India had been widely expected to respond militarily to the April 22 attack on tourists in Indian-administered Kashmir by gunmen it said were from Pakistan-based group Lashkar-e-Taiba, a UN-designated terrorist organization.
The assault in the tourist hotspot of Pahalgam killed 26 people, mainly Hindu men.
New Delhi has blamed Islamabad for backing the attack, sparking a series of heated threats and diplomatic tit-for-tat measures.
Pakistan rejects the accusations and called for an independent probe.
Prime Minister Shehbaz Sharif -- who called India's strikes a "heinous act of aggression" that would "not go unpunished" -- started an emergency meeting of the National Security Committee in the capital Islamabad on Wednesday.
The two sides have exchanged nightly gunfire since April 24 along the LoC, according to the Indian army. Pakistan also said it has held two missile tests.
- 'Maximum restraint' -
"Escalation between India and Pakistan has already reached a larger scale than during the last major crisis in 2019, with potentially dire consequences", International Crisis Group analyst Praveen Donthi said.
Diplomats have piled pressure on leaders to step back.
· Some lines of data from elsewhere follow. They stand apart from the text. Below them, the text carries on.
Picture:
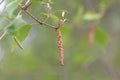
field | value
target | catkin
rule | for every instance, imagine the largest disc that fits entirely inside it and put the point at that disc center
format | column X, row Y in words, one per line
column 60, row 45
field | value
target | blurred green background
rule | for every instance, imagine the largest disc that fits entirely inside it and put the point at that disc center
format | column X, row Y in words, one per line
column 40, row 58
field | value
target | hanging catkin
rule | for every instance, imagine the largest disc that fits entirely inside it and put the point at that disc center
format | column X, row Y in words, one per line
column 60, row 45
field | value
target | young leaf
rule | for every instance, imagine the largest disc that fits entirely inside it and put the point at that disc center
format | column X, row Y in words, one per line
column 12, row 6
column 21, row 35
column 18, row 42
column 101, row 38
column 12, row 28
column 23, row 32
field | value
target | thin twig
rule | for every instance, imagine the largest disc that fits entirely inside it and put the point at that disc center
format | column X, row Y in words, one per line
column 1, row 1
column 1, row 37
column 40, row 22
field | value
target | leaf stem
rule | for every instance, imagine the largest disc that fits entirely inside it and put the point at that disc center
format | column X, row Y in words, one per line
column 2, row 35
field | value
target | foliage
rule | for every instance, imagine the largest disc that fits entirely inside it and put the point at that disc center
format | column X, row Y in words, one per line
column 30, row 27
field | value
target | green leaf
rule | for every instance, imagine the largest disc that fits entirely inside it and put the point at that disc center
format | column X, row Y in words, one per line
column 92, row 16
column 18, row 42
column 21, row 35
column 23, row 32
column 101, row 38
column 17, row 23
column 12, row 6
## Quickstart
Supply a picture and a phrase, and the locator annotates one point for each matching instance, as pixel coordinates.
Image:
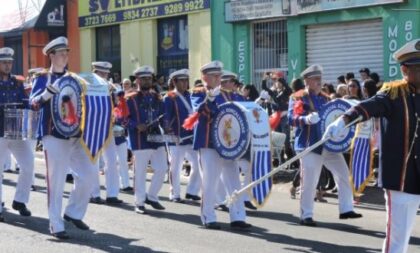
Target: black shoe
(21, 207)
(308, 222)
(127, 189)
(350, 215)
(212, 225)
(192, 197)
(113, 201)
(156, 205)
(140, 209)
(97, 200)
(222, 208)
(78, 223)
(61, 235)
(249, 205)
(69, 178)
(177, 200)
(240, 225)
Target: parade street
(178, 228)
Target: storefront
(345, 37)
(166, 34)
(251, 38)
(28, 37)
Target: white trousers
(311, 169)
(7, 164)
(111, 172)
(246, 169)
(123, 164)
(212, 166)
(24, 155)
(221, 192)
(159, 163)
(177, 155)
(401, 209)
(60, 155)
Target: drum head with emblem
(330, 112)
(66, 106)
(230, 132)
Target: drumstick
(232, 198)
(155, 120)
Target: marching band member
(303, 114)
(102, 69)
(177, 108)
(120, 134)
(12, 92)
(205, 102)
(61, 152)
(398, 105)
(145, 112)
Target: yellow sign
(105, 12)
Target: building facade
(254, 36)
(345, 37)
(250, 36)
(166, 34)
(56, 18)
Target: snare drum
(118, 131)
(169, 138)
(20, 124)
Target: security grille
(269, 49)
(345, 47)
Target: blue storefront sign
(107, 12)
(172, 44)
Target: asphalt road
(178, 228)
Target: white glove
(50, 91)
(212, 94)
(312, 118)
(264, 95)
(335, 130)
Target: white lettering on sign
(392, 46)
(241, 60)
(294, 66)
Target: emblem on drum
(328, 114)
(66, 106)
(230, 132)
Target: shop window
(269, 48)
(15, 43)
(108, 47)
(173, 45)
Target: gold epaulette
(395, 88)
(199, 90)
(131, 95)
(171, 94)
(41, 73)
(299, 94)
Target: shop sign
(256, 9)
(53, 15)
(173, 36)
(307, 6)
(107, 12)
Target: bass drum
(229, 131)
(66, 106)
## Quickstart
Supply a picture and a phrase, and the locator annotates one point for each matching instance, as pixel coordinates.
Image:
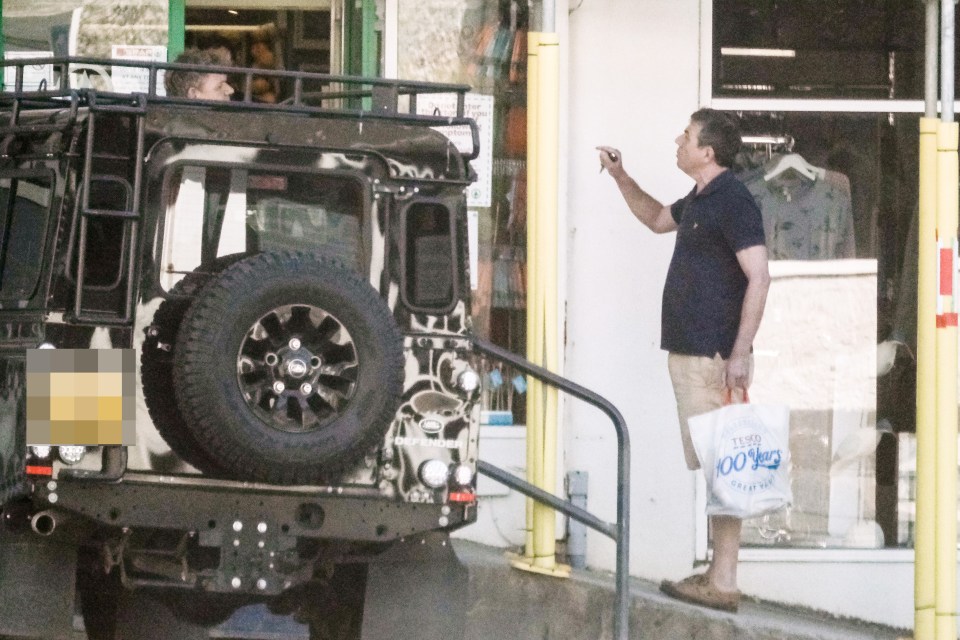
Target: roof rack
(91, 81)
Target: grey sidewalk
(508, 603)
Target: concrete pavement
(512, 604)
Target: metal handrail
(620, 531)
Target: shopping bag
(745, 456)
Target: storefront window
(838, 194)
(483, 43)
(844, 49)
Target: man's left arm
(753, 262)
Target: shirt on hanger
(806, 219)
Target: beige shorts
(698, 385)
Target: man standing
(713, 300)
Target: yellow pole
(544, 531)
(946, 443)
(924, 588)
(543, 79)
(533, 286)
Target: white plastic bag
(745, 455)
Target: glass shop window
(842, 49)
(838, 195)
(483, 43)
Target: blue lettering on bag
(769, 459)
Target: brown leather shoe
(697, 589)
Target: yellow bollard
(534, 419)
(946, 439)
(544, 530)
(543, 73)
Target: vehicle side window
(428, 257)
(24, 213)
(215, 211)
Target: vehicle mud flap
(37, 589)
(417, 589)
(12, 429)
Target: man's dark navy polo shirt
(704, 290)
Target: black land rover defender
(295, 278)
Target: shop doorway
(305, 36)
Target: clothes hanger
(796, 162)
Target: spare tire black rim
(297, 368)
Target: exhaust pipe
(43, 523)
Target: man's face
(212, 86)
(690, 155)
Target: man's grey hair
(179, 81)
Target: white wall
(633, 84)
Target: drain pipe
(946, 455)
(924, 583)
(576, 530)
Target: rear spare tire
(288, 368)
(156, 364)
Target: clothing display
(807, 214)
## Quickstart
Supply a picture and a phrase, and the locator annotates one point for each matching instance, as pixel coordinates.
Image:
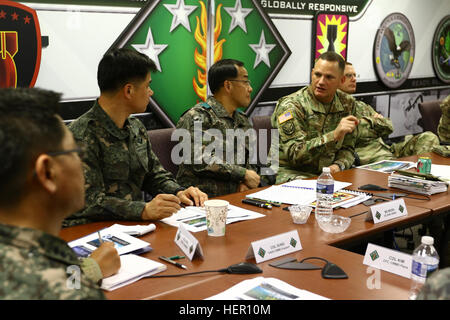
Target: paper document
(123, 242)
(294, 192)
(261, 288)
(388, 166)
(134, 230)
(132, 268)
(194, 218)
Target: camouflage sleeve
(444, 122)
(207, 156)
(382, 126)
(100, 205)
(292, 124)
(159, 180)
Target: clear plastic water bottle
(324, 192)
(425, 261)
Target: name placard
(188, 243)
(273, 247)
(387, 211)
(388, 260)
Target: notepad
(132, 269)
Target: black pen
(179, 265)
(257, 203)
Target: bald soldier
(315, 124)
(372, 126)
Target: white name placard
(388, 210)
(188, 243)
(273, 247)
(388, 260)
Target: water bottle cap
(428, 240)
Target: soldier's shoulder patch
(285, 117)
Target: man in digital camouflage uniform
(437, 287)
(315, 124)
(119, 163)
(372, 126)
(41, 182)
(219, 116)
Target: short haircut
(121, 66)
(222, 70)
(333, 57)
(29, 126)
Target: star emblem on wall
(180, 13)
(151, 49)
(262, 50)
(238, 15)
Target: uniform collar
(108, 124)
(33, 240)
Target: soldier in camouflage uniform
(41, 182)
(228, 80)
(315, 124)
(437, 287)
(372, 126)
(119, 163)
(444, 123)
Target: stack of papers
(194, 218)
(421, 186)
(261, 288)
(132, 268)
(294, 192)
(124, 243)
(388, 166)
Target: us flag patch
(285, 117)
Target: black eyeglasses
(247, 82)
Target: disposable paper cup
(216, 217)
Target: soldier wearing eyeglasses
(231, 90)
(41, 183)
(370, 146)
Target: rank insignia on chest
(285, 117)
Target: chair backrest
(431, 113)
(262, 126)
(162, 146)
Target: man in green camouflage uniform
(444, 123)
(219, 116)
(372, 126)
(119, 163)
(437, 287)
(315, 124)
(41, 182)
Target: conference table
(221, 252)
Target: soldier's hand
(107, 258)
(346, 125)
(193, 193)
(161, 206)
(251, 179)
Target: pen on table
(99, 237)
(176, 257)
(273, 203)
(179, 265)
(257, 203)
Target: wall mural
(20, 45)
(394, 50)
(185, 37)
(441, 50)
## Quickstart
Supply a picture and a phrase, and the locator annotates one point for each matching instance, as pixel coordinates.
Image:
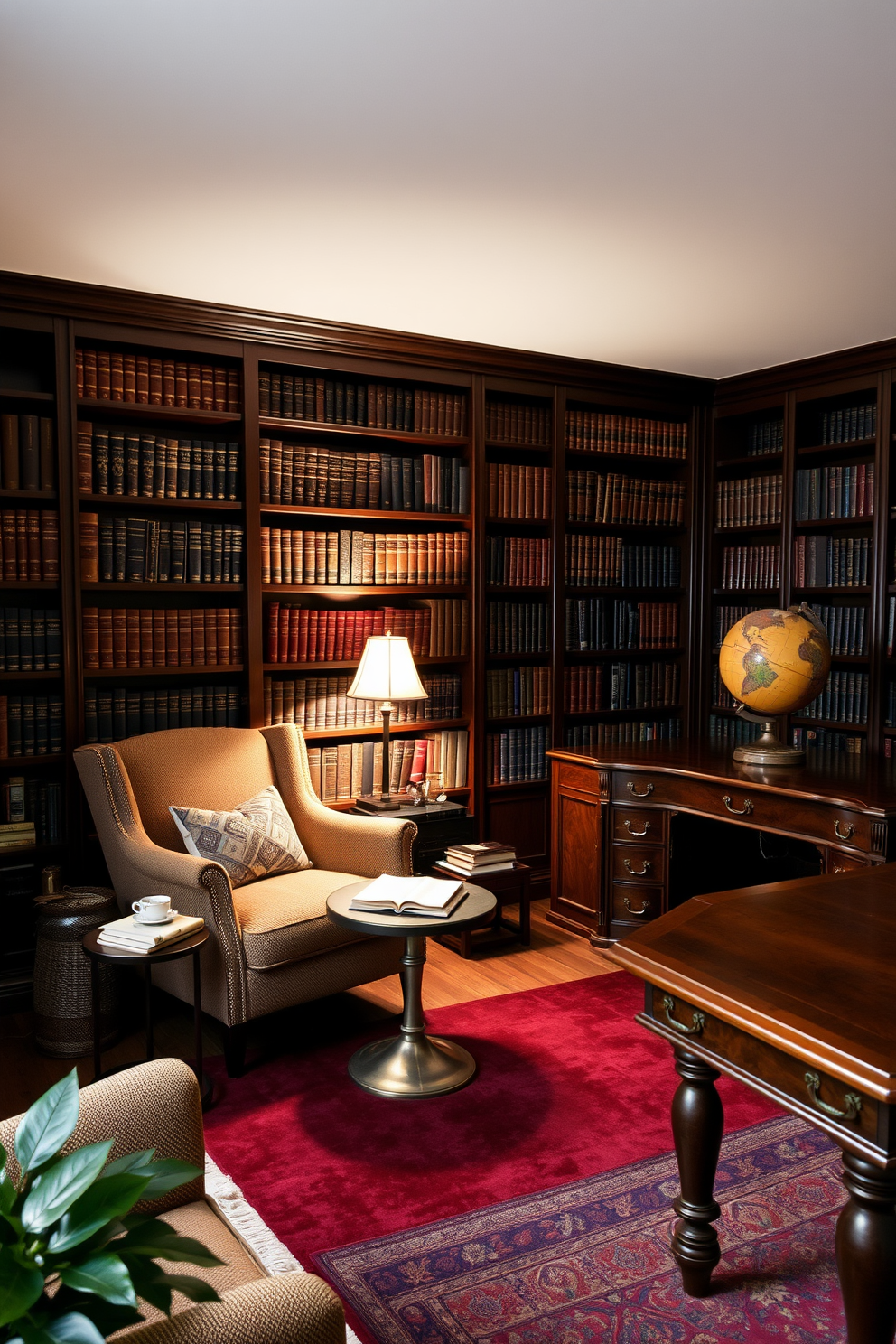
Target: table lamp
(386, 672)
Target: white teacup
(152, 909)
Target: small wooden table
(509, 887)
(190, 947)
(774, 986)
(411, 1063)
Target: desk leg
(867, 1252)
(696, 1123)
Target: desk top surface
(807, 966)
(867, 784)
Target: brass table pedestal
(411, 1063)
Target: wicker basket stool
(63, 1019)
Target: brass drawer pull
(645, 906)
(637, 873)
(852, 1101)
(628, 826)
(697, 1021)
(738, 812)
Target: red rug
(567, 1087)
(590, 1261)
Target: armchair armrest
(284, 1310)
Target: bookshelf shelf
(30, 762)
(375, 730)
(802, 525)
(827, 723)
(30, 496)
(30, 677)
(23, 396)
(135, 501)
(363, 432)
(220, 589)
(192, 669)
(143, 410)
(363, 589)
(372, 514)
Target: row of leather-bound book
(157, 638)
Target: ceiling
(703, 186)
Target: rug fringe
(247, 1223)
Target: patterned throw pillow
(254, 840)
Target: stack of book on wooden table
(474, 861)
(135, 936)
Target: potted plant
(73, 1255)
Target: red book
(283, 635)
(331, 636)
(292, 640)
(303, 636)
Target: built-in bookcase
(628, 490)
(829, 446)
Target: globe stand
(767, 748)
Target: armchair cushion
(251, 842)
(284, 919)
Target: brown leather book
(90, 547)
(10, 452)
(47, 456)
(145, 638)
(118, 636)
(49, 532)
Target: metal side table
(190, 947)
(411, 1063)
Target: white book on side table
(410, 897)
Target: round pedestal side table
(190, 947)
(411, 1063)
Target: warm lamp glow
(386, 671)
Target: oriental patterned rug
(590, 1261)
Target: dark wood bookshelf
(144, 410)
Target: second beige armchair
(272, 944)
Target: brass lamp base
(411, 1066)
(769, 749)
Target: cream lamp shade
(386, 671)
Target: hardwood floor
(554, 957)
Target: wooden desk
(769, 984)
(612, 809)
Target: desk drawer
(639, 824)
(741, 803)
(767, 1065)
(636, 905)
(639, 863)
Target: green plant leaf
(60, 1186)
(104, 1274)
(157, 1238)
(196, 1289)
(47, 1124)
(107, 1199)
(21, 1286)
(74, 1328)
(131, 1162)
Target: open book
(410, 897)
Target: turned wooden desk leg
(696, 1123)
(867, 1252)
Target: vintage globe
(775, 661)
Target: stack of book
(16, 835)
(133, 936)
(474, 861)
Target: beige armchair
(272, 944)
(157, 1105)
"The world cannot afford a military confrontation between India and Pakistan," the spokesman for UN chief Antonio Guterres, Stephane Dujarric, said in a statement.
U.S. President Donald Trump told reporters in Washington he hoped that the fighting "ends very quickly".
U.S. Secretary of State Marco Rubio spoke to top security officials in both New Delhi and Islamabad since the strikes and said he was monitoring the situation "closely".
Concern poured in, including from China -- a mutual neighbor of both nations -- as well as from Britain, France and Russia, while airlines have cancelled, diverted or rerouted flights.
Rebels in Indian-administered Kashmir have waged an insurgency since 1989, seeking independence or a merger with Pakistan.
India regularly blames its neighbor for backing armed groups fighting its forces in Kashmir, a charge that Islamabad denies.
Iranian Foreign Minister Abbas Araghchi is expected in New Delhi on Wednesday, two days after a visit to Islamabad, as Tehran seeks to mediate.